To fix our attention on the paths that light and shadow are making is to allow us to discover things we otherwise would have missed. If there is a light pattern moving throughout the scene from background to image or image to image, we might capitalize on that visual quality rather than focusing on just the definition of the image. Look what a delightful path of light Pat Weaver found at a racetrack in Kentucky.

Pat Weaver
"Lookin' For A Winner".
Watercolor on Paper
Pat has set the human images within a strong path of dark (you might even call it a shadow path) and celebrated their activity with pools of light flowing in and out from figures to spaces around the figures. Rather than encapsulate each figure with defined edges, she has allowed the light to merge from figures to their surroundings with grace and fluid gesture. The contrast of the strong dark path enhances the brilliance of the light.

When James Gurney speaks of "shape welding", he's talking about this sort of thing where we find similar values among adjoining shapes and merge those values without defining an edge. To look for these things and to paint them is to shift our attention away from the image, finding surprises and excitement that can lift us right out of the image trap toward a successful painting.

Wednesday, July 9, 2008

The Image Trap

Probably the one thing that causes repeated mediocre and poor paintings is what I call the "image trap". The artist is so concerned with the images in the painting that image take priority over sound composition. Things get painted as individual pieces in local color rather than being related to the whole, considering how color masses behave in light and shadow.

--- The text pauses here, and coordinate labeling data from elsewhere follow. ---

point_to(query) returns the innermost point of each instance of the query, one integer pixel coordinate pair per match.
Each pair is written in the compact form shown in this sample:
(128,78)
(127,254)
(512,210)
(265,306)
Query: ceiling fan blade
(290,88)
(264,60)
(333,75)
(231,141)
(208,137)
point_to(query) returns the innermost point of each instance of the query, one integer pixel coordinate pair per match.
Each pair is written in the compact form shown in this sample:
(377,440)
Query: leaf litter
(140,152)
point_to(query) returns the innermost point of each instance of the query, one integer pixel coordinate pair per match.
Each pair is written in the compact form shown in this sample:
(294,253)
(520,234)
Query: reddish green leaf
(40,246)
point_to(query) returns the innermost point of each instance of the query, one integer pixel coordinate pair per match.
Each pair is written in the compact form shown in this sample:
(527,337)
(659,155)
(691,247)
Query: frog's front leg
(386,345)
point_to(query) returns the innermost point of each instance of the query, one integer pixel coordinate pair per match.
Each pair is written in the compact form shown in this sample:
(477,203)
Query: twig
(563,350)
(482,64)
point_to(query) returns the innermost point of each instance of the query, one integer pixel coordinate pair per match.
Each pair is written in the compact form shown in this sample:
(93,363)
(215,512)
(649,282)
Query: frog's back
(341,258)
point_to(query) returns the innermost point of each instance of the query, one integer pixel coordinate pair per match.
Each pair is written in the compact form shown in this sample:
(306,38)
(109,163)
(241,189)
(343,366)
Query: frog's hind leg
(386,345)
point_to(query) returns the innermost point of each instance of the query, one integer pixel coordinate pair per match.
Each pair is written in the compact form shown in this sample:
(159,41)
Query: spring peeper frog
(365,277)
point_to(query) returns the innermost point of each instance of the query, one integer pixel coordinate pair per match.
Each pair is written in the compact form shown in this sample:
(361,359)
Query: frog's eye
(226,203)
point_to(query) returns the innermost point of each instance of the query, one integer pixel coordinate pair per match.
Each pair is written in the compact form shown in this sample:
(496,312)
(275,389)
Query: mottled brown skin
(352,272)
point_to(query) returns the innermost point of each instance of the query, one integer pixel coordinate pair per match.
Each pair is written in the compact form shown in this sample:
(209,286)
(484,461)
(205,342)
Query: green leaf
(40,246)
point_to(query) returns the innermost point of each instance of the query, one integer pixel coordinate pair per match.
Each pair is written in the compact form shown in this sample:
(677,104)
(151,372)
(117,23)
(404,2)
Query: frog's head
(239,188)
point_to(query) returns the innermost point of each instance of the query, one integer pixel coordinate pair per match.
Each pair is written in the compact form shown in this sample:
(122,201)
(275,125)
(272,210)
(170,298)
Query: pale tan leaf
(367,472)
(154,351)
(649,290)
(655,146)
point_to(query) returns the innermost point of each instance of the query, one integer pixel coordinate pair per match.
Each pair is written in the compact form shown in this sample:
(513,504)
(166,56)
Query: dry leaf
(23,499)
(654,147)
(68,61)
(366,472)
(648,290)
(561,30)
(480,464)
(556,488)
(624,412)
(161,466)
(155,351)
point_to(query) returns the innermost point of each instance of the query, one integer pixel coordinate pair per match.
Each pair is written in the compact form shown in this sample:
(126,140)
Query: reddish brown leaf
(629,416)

A term I'm using these days is "raw image". Not very elegant, but to me it conveys images out there before they're ever touched by the artist. We select images within their environments to carry our content (or as some say, concept). They are why we're doing the painting to begin with, but if those very images are painted out of context with how light and shadow behave the painting feels disjointed, fragmented, disconnected.

There are many ways to put images in a creative context which visually connects them and, at the same time, enhances their purpose. All these methods are the heart of what good composing is all about. Any single set of raw images contains potential for a profound, mediocre or poor painting. That's why the painter learns strategies to stay out the image trap, therefore strengthening the quality of the painting.

During the next few days, I will talk about staying out of the image trap and keeping a painting connected without making it boring.